In the graph it is clear to see that most of the interaction with the vle is before the beginning of the course it seems like most of the students want to get a head start before the course begins, the highest clicks in the course is when the vle is first available to interact with, for example, in the 2013J semester it has the highest interaction with the vle at around 12,000 clicks on the -10 date, which is 10 days before the course starts, and the same can bee seen for the 2014J semester.
The interaction with the VLE in the start of the course, up until the first assessment, can be seen to be higher then in the middle and end of the course, one assumption can be that students feel like they do not know the course material and want to get a better understanding of the material presented in the course by interacting more with the VLE.
Through out the semester, after the first assessment, the interaction varies but mostly constant except for when there is an assessment, it is visible to see that there are spikes in interaction with the VLE just before there is an assessment due or when there is an exam, there is a sharp spike just before the first assessment is due, proving the students want to get as much information they can get from the VLE to help them with their assessment, it is also visible to see the spike after the second assessment.

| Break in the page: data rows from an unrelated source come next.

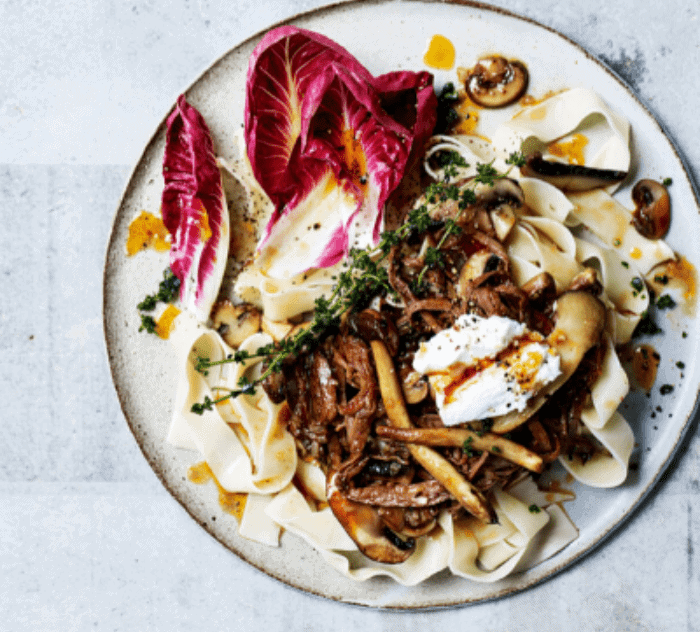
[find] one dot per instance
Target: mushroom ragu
(362, 412)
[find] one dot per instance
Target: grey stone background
(89, 539)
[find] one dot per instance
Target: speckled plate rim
(529, 579)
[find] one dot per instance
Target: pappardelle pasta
(394, 404)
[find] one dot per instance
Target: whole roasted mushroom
(495, 82)
(652, 215)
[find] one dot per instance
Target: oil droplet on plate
(147, 231)
(164, 324)
(231, 502)
(440, 54)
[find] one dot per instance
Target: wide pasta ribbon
(241, 440)
(468, 548)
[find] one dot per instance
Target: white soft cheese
(491, 387)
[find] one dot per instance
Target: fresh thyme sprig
(167, 292)
(364, 276)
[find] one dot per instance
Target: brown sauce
(680, 278)
(231, 502)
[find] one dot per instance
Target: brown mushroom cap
(540, 288)
(580, 319)
(652, 215)
(366, 527)
(569, 177)
(496, 82)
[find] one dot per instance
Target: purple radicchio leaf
(194, 209)
(328, 142)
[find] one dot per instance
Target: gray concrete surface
(88, 537)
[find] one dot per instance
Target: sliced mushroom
(652, 215)
(495, 82)
(458, 437)
(580, 319)
(366, 527)
(473, 268)
(586, 280)
(235, 323)
(370, 324)
(438, 466)
(541, 288)
(414, 387)
(569, 177)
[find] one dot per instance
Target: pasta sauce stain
(572, 150)
(147, 231)
(164, 324)
(440, 54)
(231, 502)
(642, 363)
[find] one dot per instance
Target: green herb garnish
(147, 324)
(517, 159)
(167, 293)
(646, 326)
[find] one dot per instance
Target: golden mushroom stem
(460, 437)
(439, 467)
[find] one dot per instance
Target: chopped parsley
(147, 324)
(646, 327)
(661, 278)
(517, 159)
(167, 293)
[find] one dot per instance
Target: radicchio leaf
(194, 209)
(328, 142)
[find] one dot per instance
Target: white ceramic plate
(390, 35)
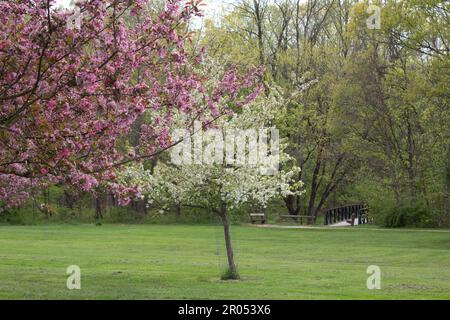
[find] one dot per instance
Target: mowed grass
(186, 261)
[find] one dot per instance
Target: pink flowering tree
(69, 96)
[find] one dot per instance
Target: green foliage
(404, 215)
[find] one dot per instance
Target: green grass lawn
(186, 261)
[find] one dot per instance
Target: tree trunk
(226, 229)
(98, 208)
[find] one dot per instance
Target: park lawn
(186, 261)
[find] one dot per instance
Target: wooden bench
(296, 218)
(255, 217)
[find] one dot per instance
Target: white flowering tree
(221, 186)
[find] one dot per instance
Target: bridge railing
(343, 213)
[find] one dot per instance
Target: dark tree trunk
(226, 229)
(178, 211)
(98, 208)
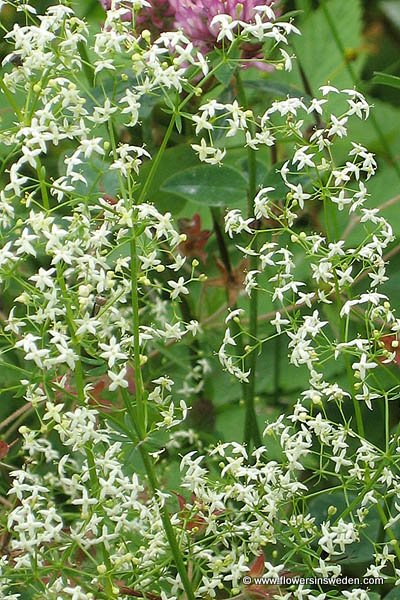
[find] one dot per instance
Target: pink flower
(194, 17)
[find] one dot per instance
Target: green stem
(179, 562)
(141, 405)
(251, 429)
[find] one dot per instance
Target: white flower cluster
(335, 265)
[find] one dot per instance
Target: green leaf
(391, 10)
(317, 50)
(385, 79)
(209, 185)
(174, 160)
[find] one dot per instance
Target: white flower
(117, 379)
(178, 287)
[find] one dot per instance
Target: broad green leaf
(209, 185)
(174, 160)
(317, 50)
(385, 79)
(275, 88)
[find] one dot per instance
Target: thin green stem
(179, 562)
(251, 429)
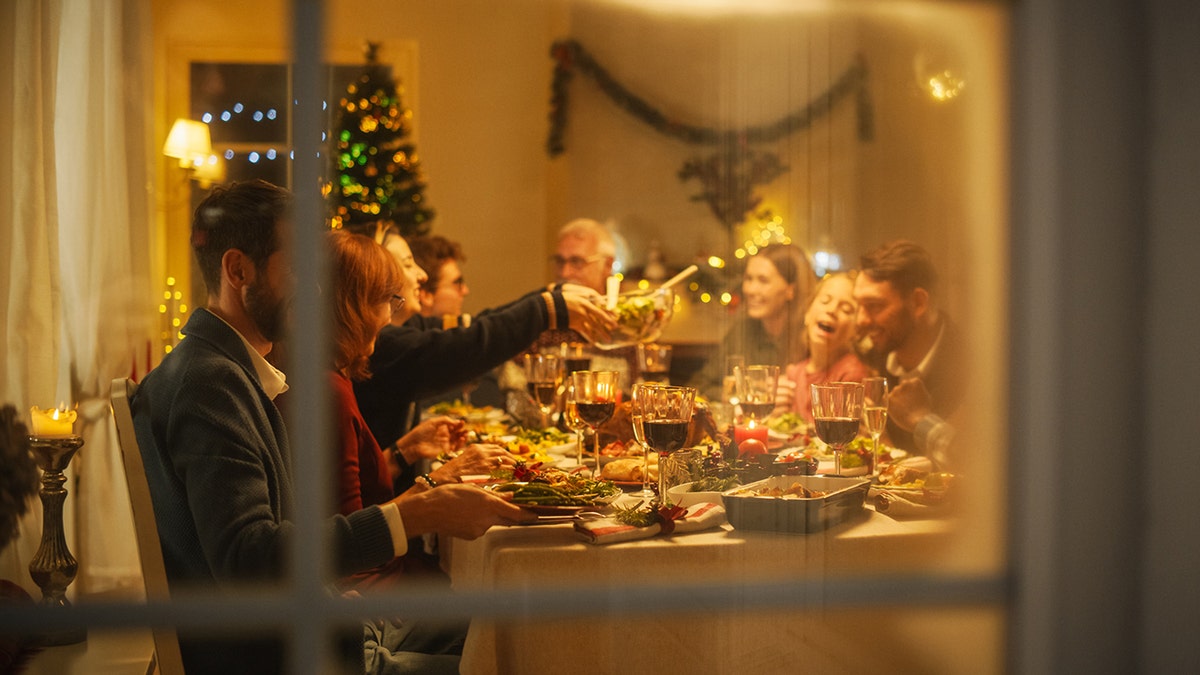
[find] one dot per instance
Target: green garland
(569, 55)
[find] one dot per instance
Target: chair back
(154, 571)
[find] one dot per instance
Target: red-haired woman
(367, 288)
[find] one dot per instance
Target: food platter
(840, 499)
(641, 317)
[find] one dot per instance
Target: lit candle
(52, 423)
(750, 430)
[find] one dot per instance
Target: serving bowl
(843, 499)
(641, 317)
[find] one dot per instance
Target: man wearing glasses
(585, 254)
(444, 292)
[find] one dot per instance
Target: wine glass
(544, 374)
(666, 416)
(756, 389)
(574, 422)
(837, 411)
(653, 363)
(594, 393)
(756, 394)
(875, 413)
(642, 390)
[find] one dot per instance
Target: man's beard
(268, 312)
(892, 340)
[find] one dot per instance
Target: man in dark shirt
(216, 451)
(909, 333)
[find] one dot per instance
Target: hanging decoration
(729, 180)
(376, 174)
(730, 175)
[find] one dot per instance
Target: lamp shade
(189, 142)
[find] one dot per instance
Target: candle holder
(53, 567)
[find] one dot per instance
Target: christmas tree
(377, 175)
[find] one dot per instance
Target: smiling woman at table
(829, 336)
(769, 332)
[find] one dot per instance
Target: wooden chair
(167, 658)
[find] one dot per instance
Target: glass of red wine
(594, 393)
(544, 374)
(666, 416)
(837, 411)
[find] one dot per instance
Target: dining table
(751, 638)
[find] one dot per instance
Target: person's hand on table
(477, 459)
(909, 402)
(459, 511)
(432, 437)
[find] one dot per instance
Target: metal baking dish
(844, 499)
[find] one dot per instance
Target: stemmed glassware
(637, 402)
(594, 393)
(544, 374)
(574, 422)
(837, 411)
(756, 389)
(875, 413)
(666, 416)
(653, 363)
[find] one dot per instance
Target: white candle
(52, 423)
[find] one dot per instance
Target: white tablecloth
(706, 640)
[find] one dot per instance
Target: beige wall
(481, 90)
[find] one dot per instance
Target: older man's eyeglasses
(575, 262)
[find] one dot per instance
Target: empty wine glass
(574, 422)
(594, 393)
(837, 411)
(654, 363)
(637, 401)
(875, 413)
(666, 416)
(544, 374)
(756, 389)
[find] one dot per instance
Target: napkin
(609, 530)
(899, 506)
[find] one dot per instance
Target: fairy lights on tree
(376, 173)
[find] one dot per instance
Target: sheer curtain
(76, 203)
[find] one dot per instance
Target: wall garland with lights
(729, 177)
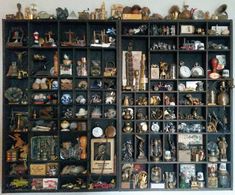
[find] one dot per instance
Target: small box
(38, 169)
(184, 155)
(132, 16)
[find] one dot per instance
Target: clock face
(181, 87)
(97, 132)
(197, 71)
(155, 126)
(185, 72)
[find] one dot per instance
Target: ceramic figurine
(156, 149)
(141, 155)
(127, 151)
(19, 14)
(222, 144)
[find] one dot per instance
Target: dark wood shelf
(169, 138)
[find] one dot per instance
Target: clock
(197, 71)
(110, 131)
(181, 87)
(185, 71)
(97, 132)
(155, 127)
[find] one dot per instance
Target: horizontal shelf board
(192, 79)
(45, 105)
(189, 106)
(163, 36)
(219, 36)
(17, 47)
(192, 51)
(181, 120)
(211, 106)
(72, 176)
(163, 79)
(18, 105)
(192, 35)
(44, 48)
(46, 119)
(42, 76)
(16, 77)
(43, 161)
(101, 48)
(72, 132)
(192, 91)
(43, 176)
(218, 50)
(135, 36)
(72, 161)
(73, 47)
(163, 51)
(44, 90)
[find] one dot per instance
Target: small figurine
(222, 144)
(15, 37)
(142, 181)
(127, 151)
(141, 155)
(156, 149)
(19, 14)
(62, 14)
(214, 64)
(18, 141)
(83, 145)
(36, 39)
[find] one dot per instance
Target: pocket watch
(197, 70)
(110, 131)
(97, 132)
(155, 127)
(185, 71)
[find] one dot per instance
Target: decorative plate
(13, 94)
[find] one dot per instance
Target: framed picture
(187, 29)
(222, 61)
(102, 156)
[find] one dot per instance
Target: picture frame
(187, 29)
(102, 156)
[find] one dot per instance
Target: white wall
(159, 6)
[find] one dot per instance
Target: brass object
(15, 37)
(142, 73)
(223, 97)
(83, 145)
(56, 64)
(222, 144)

After the second assessment there is a small decrees of interaction with the VLE for a short period of time possibly because of the mid-semester break where most students get a week off of university to do activities unrelated to university, following the break the interaction goes back to normal and again showing another spike where the assesments are due for the third, fourth and fifth assessments, between those assessments the interaction is on a normal scale compared to dates not before the due dates.
there is one last big spike in the course time line is the spike just before the exam in that course, in both semesters the spike for the exam can be seen probably due to students wanting to make sure they have all the information that the VLE can offer and go through this information for clarity and to make sure they have a great mark in the exam.
To conclude, after analyzing this graph it is clear to see that there is a trend among the students, that shows more interaction with the VLE in the dates closer to the assessments due date, the students want to ensure they have all the information the course can offer, they are using it just before all the assessments and especially before the final exam.